Unravel Sensitive Data Protection
Overview
Most data sources that Unravel processes contain only metadata and performance metrics that are not considered personally identifiable information (PII). Personally identifiable information (PII) may only appear in SQL query text, which de-identifies sensitive information in query text, protects privacy, and ensures compliance as you optimize your environment.
This page shows you how to de-identify sensitive data in BigQuery using the Unravel SDP (Sensitive Data Protection) package and Google Cloud Dataflow templates. You will use pre-built pipelines and configuration files stored in Google Cloud Storage (GCS) to automate and secure data masking.
Architecture overview
The architecture for Unravel’s BigQuery data de-identification solution centers on secure, automated processing within your Google Cloud environment. User and API requests flow into Unravel’s cloud-hosted services, which manage analytics and notifications.
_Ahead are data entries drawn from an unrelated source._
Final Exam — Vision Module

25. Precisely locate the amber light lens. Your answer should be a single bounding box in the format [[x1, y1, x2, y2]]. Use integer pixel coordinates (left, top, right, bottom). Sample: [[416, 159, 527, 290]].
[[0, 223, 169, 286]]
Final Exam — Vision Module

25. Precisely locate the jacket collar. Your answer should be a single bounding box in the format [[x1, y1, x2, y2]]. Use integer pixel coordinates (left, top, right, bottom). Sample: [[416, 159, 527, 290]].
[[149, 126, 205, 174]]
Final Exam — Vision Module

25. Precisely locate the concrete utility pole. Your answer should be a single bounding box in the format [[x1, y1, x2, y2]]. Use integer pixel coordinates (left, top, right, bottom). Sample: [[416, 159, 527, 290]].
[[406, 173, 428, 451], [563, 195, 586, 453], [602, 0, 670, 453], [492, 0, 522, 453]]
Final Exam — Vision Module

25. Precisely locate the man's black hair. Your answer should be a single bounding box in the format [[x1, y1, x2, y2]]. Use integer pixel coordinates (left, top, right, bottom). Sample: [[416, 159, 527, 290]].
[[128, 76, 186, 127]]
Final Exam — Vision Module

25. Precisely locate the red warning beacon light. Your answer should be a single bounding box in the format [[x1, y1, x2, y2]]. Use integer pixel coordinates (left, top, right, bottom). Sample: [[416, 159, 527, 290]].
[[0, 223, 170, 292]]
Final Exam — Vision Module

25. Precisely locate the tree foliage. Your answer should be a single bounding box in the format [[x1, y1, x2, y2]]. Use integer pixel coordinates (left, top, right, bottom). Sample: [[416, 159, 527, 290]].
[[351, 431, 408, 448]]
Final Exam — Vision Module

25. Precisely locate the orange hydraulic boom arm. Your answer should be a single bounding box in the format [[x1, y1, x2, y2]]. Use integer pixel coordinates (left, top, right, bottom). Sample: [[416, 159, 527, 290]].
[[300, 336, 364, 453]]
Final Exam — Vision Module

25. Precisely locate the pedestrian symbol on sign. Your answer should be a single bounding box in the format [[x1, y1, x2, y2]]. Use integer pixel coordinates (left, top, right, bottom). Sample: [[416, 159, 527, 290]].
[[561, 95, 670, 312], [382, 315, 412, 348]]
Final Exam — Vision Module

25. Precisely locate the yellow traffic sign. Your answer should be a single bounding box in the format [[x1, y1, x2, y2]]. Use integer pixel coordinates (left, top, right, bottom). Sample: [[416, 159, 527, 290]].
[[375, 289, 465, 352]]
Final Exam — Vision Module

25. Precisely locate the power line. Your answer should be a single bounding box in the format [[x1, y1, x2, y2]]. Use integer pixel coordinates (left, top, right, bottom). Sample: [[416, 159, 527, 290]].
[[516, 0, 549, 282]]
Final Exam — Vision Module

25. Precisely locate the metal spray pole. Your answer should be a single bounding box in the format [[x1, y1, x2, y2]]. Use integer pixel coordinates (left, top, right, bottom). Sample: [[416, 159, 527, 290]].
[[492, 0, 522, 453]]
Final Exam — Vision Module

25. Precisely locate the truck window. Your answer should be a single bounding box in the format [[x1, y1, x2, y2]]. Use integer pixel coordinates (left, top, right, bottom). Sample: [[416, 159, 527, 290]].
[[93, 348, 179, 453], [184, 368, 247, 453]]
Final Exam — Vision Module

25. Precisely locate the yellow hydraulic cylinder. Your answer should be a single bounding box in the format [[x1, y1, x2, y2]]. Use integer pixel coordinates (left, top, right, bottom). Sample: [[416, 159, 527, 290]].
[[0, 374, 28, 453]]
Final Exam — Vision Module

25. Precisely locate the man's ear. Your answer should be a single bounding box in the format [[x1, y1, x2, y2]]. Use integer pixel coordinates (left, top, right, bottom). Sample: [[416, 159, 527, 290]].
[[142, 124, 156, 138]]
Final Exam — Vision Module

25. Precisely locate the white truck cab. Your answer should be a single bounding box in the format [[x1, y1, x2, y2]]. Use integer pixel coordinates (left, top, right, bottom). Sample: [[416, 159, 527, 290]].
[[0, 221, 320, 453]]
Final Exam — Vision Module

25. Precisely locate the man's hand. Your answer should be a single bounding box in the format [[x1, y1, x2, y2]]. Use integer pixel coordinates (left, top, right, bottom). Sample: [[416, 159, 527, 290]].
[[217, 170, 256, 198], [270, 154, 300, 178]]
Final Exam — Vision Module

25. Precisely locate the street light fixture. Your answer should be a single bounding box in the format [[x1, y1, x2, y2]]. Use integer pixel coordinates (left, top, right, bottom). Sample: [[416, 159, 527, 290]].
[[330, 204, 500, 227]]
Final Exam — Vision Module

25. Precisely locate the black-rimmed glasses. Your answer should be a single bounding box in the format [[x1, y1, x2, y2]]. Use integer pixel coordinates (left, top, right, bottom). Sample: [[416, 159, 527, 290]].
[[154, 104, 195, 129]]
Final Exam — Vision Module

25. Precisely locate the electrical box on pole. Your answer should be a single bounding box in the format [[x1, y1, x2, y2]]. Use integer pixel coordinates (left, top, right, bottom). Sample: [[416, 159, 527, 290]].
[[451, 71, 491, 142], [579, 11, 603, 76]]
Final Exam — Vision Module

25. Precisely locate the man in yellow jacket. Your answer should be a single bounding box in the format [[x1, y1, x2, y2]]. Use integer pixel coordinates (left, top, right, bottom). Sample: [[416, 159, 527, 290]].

In your own VPC, de-identification is accomplished using Dataflow pipelines and templates deployed specifically for your environment. These pipelines access BigQuery tables containing SQL query text, apply de-identification rules, and write de-identified data back to dedicated tables before any analysis by Unravel. All communication between components is secured using industry-standard authentication and encryption protocols, ensuring privacy and compliance are maintained throughout data handling and workflow operations.


Components
This solution includes the following components:
Google Cloud Dataflow template: A pre-built pipeline that de-identifies sensitive data in BigQuery tables serverlessly.
Google Cloud Storage (GCS): A storage location for Dataflow template files and related resources.
These components work together to automate and secure the de-identification of sensitive data in your environment.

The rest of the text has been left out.